Friday 14 Jul 2017
Lichfield MP goes trackside with Network Rail and London Midland
- London North Western
The MP for Lichfield, Michael Fabricant, met with Network Rail and London Midland today (Friday 14 July) to see first-hand how the railway in his constituency is run and maintained.
Mr Fabricant was taken on track where he saw Network Rail's orange army repair a track fault just outside Lichfield Trent Valley station before visiting the nearby signal box where he found out about how trains are safely operated through the area.
He also discussed the cross city line, which London Midland operate and serves Lichfield City and Lichfield Trent Valley stations; the future of the line between Lichfield and Burton; as well as the upcoming HS2 work at Euston station over August bank holiday which will affect train services between Lichfield and London on the Saturday and Sunday.
Michael Fabricant MP said: “As a chartered engineer, I was fascinated to witness for myself track maintenance just outside Lichfield Trent Valley station and see what Network Rail works entail.
“This was a relatively simple job. Even so, precautions have to be in place to prevent any injury from oncoming trains and the line had to be blocked for a while.
“The problem that had been detected a few days earlier was that part of the track had subsided by a few millimetres. The track had to be jacked up, ballast inserted underneath and then compacted so that the line was level again. I was really grateful to the Network Rail site team for finding the time to explain all this to me."

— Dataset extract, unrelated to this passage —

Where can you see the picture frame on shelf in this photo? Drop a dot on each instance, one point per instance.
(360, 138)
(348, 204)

Martin Ball, head of maintenance delivery for Network Rail in the Birmingham and Lichfield area, said: "Michael saw for himself the hard work that goes on to keep trains in and out of Lichfield and further afield moving safely and on time.

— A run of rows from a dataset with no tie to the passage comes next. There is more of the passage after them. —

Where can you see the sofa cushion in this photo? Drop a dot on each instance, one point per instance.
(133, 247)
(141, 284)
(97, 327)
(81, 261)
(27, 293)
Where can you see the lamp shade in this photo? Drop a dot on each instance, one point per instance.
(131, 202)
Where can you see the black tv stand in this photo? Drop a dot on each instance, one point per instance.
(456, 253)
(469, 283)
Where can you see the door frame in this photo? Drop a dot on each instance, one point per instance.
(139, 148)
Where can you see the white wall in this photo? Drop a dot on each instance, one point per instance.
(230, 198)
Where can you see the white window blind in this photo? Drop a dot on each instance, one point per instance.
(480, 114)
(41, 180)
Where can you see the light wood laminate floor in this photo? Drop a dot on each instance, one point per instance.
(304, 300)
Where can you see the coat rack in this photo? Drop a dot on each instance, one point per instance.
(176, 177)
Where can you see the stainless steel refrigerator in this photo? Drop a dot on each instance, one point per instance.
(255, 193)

"He was very interested in the railway, the work we do and delivering a good service to passengers and it was a pleasure to show him the front line of our industry."
Rob Hornsey, head of cross city services for London Midland, said: “It was a pleasure for London Midland to work collaboratively with Network Rail to help Michael understand and see for himself all the hard work that both Network Rail and the train operating companies regularly undertake to enable a safe and reliable train service.

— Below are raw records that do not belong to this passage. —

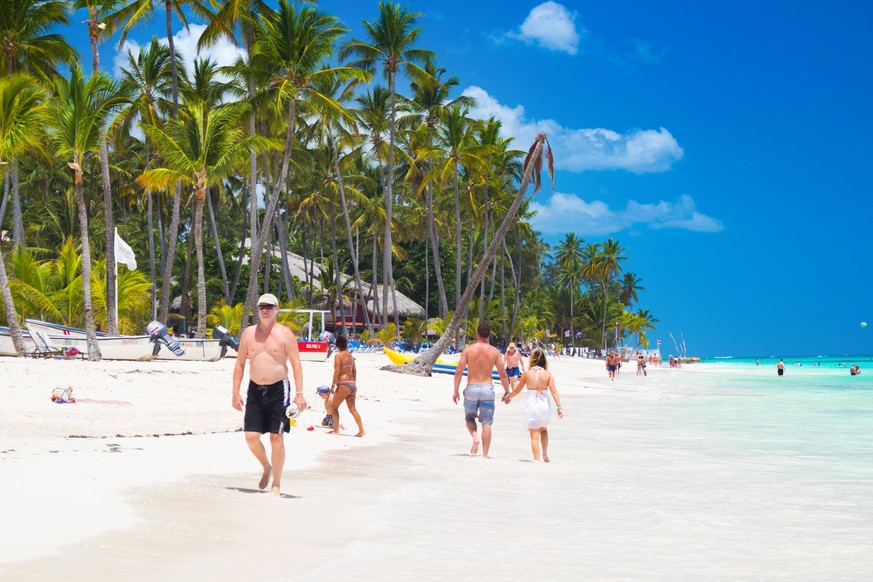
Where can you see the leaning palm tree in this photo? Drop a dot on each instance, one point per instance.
(27, 44)
(391, 40)
(20, 107)
(291, 47)
(200, 149)
(79, 111)
(533, 164)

A thoroughly enjoyable morning was had by all.”
On the signal box visit and the future of the line through Lichfield to Burton, Mr Fabricant added: “I also welcomed an opportunity to visit the nearby signal box and meet Steve Wood the signal operator. The signal box at Lichfield Trent Valley operates the points on the freight line that runs through Alrewas to Burton and is currently just used for freight. It is one of the few signal boxes left that still uses traditional levers. I am keen that the line be instated for passenger traffic to relieve existing routes and take passengers to the National Memorial Arboretum. I’ve taken this up with the Department for Transport and it would relieve congestion on the A38 too.”
About Network Rail
Network Rail owns, manages and develops Britain's railway - the 20,000 miles of track, 40,000 bridges and viaducts and the thousands of signals, level crossings and stations (the largest of which we also run). In partnership with train operators we help people take more than 1.65bn journeys by rail every year and move hundreds of millions of tonnes of freight, saving almost 8m lorry journeys. We employ 38,000 people across Britain and work round-the-clock, each and every day, to provide a safe, reliable railway.
About the Railway Upgrade Plan
The Railway Upgrade Plan is Network Rail's investment plan for Britain's railways. It makes up two-thirds of Network Rail's £40bn spending priorities for the five years to 2019 and represents the biggest sustained programme of rail modernisation since the Victoria era. It is designed to provide more capacity, relieve crowding and respond to the tremendous growth Britain's railways continue to experience; passenger numbers have doubled in the past 20 years and are set to double again over the next 25 years - so we need to continue to invest in building a bigger, better railway. For passengers, that means:
- longer, faster more frequent trains;
- better, more reliable infrastructure; and
- better facilities for passengers, especially at stations.